Multihop

[LayneHaber]

Motivation

It is important to allow the same payment to be routed through multiple chains (i.e. A→C, C→B instead of A→B) to allow the user to take advantage of better pricing throughout the transfer lifecycle.

However, it is important that the user does not get saddled with assets on the intermediary chain and the routers do not get saddled with assets on a chain they do not support.

Considerations

• It is important to not introduce any additional round trip messaging. This imposes stricter liveness requirements for routers, which are quite onerous.
• It is important to ensure the user never ends up on the intermediary chain. This should never happen, as the hop will always be router to router.
• The fulfill condition must be the same for each leg of the transfer. On fulfilling, both routers are incentivized to play nice unless they are the ones who are left holding the bag. Additionally, they would have to wait until the transfer expired to attempt any double dipping. See Removing Collaborative Cancellations #758 .
• When routers submit bids, they should submit both direct and indirect bids (i.e. I can satisfy the A->B route OR I can satisfy the A->C / C -> B leg of the route). Ideally, each router should only submit indirect bids when they cannot satisfy the direct bid. However, it may be desirable (though more complex) to submit a direct bid if you can and your cheapest indirect bid.
• Users cannot specify a receivingChainId (as this will be unknown at the time of preparation), but instead must specify a destinationChainId.

Key Questions

• Should routers submit the start -> intermediary indirect bid, the intermediary -> final indirect bid, or their cheapest of both?

Potential Solutions

MultihopConditionInterpreter
Pros:

• Easily fits into existing frameworks

Cons:

• Requires the user to specify in advance if they will use a multihop transaction

Open Questions:

• User signatures are only great UX when they happen through the wallet natively, and they're also problematic for contract integrations. Could a hash of the route + secret be used instead?

struct Route {
  address router;
  uint256 chainId;
  address assetId;
}

struct MultihopConditionData {
  bytes32 lock;
  Route[2] route; // [A->B, B->C]
}

contract MultihopConditionInterpreter is IConditionInterpreter {
  // Tx data would have to specify an origin and a destination chain
  // The `conditionData` in the tx should specify a hashlock, and have
  // empty placeholders for a `receiver` and `chainId`
  function shouldPrepare(
    TransactionData calldata txData,
    uint256 transactionManagerChainId
  ) external pure returns (bool, Balance[]) {
    // Decode the Route

    // If this is the origin chain, then there should only be the hashlock 
    // in the conditionData to allow the auctioneer to assign the Route

    // Otherwise, a full route should be supplied. Validate all balances.
 }

  function shouldFulfill(
    TransactionData calldata txData,
    bytes calldata unlockData,
    uint256 transactionManagerChainId
  ) external pure returns (bool, Balance[]) {
    // In all cases, check that the user signed the full route and provided
    // the correct secret.

    // If on the origin chain, the Route cannot be verified against the
    // conditionData. In this case, it is okay to validate the secret only
    // as the user would only stand to get rugged and *must* provide it
    // correctly. Though it does mean the full signed packet must be
    // provided in the unlockData

    // Use the route information and the current `chainId` to determine how
    // balances should be disbursed
  }

  // Called prior to executing cancel
  function shouldCancel(
    TransactionData calldata txData,
    bytes calldata unlockData,
    uint256 transactionManagerChainId
  ) external pure returns (bool, Balance[]) {
    // Use the route information and the current `chainId` to determine how
    // balances should be disbursed
  }
}

[jakekidd]

Requires the user to specify in advance if they will use a multihop transaction

Why? Why does the user care if it's a multihop or not? We can just obfuscate determination of whether it's a multihop by carrying out that calculation on the backend in auctions. (See below)

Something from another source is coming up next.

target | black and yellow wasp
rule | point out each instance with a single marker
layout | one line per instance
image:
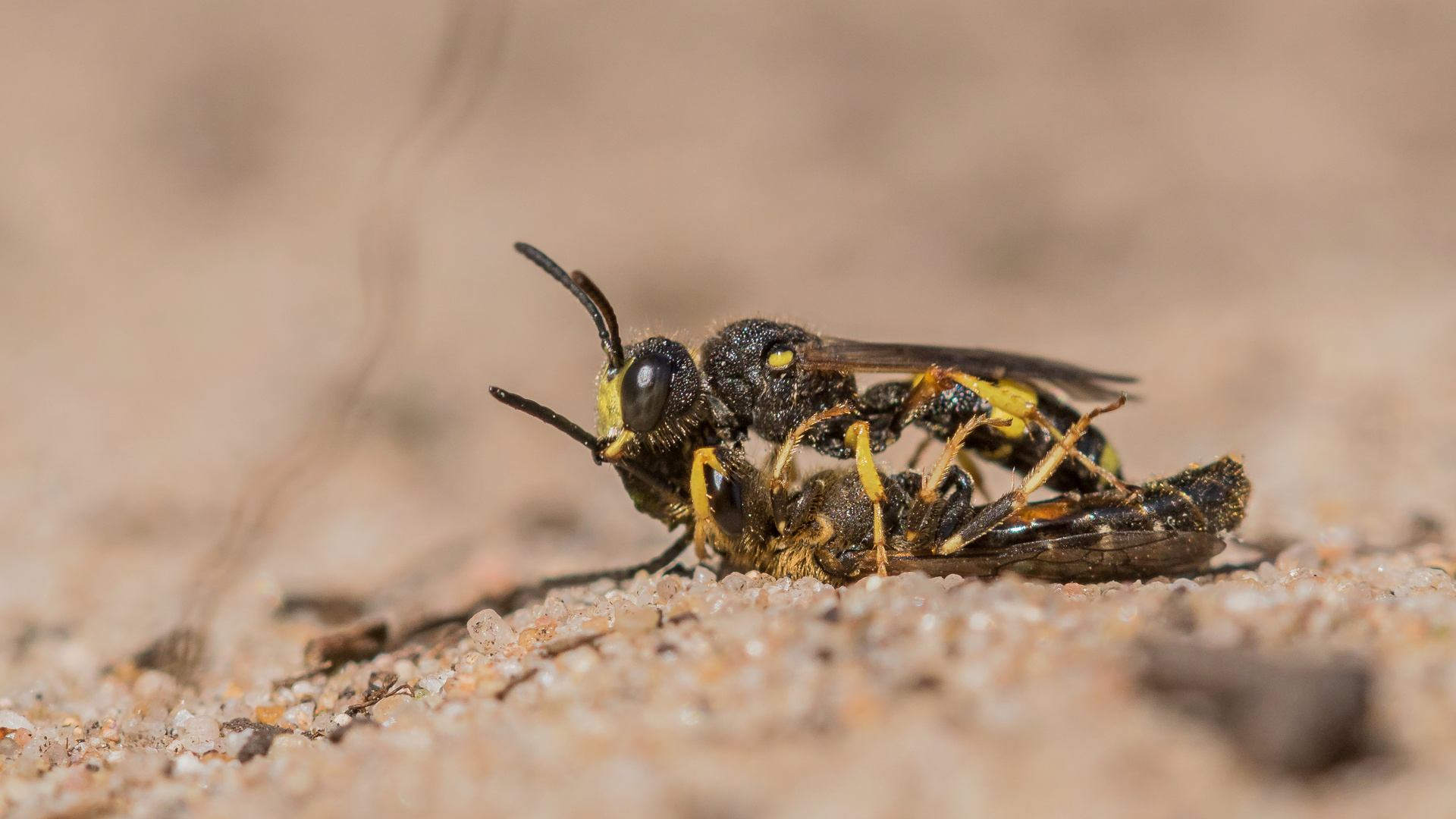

When routers submit bids, they should submit both direct and indirect bids (i.e. I can satisfy the A->B route OR I can satisfy the A->C / C -> B leg of the route). Ideally, each router should only submit indirect bids when they cannot satisfy the direct bid. However, it may be desirable (though more complex) to submit a direct bid if you can and your cheapest indirect bid.

I really like this solution. Routers can make only 1 direct and 1 indirect bid per auction. Given that the routers are sort of "making a bet" in terms of which indirect bid they choose (e.g. "should I indirect bid for A -> C or A -> D? Are there more routers that have C -> B or D -> B?")

To assist this process, there could be an off-chain "routing table" on each router. Like, in the background, a router can examine the network of liq and index it regularly. So when the "A -> B" tx comes along, it can say "oh, I go from A -> C, or A -> D, but there is a lot more liquidity in the network for going from C -> B".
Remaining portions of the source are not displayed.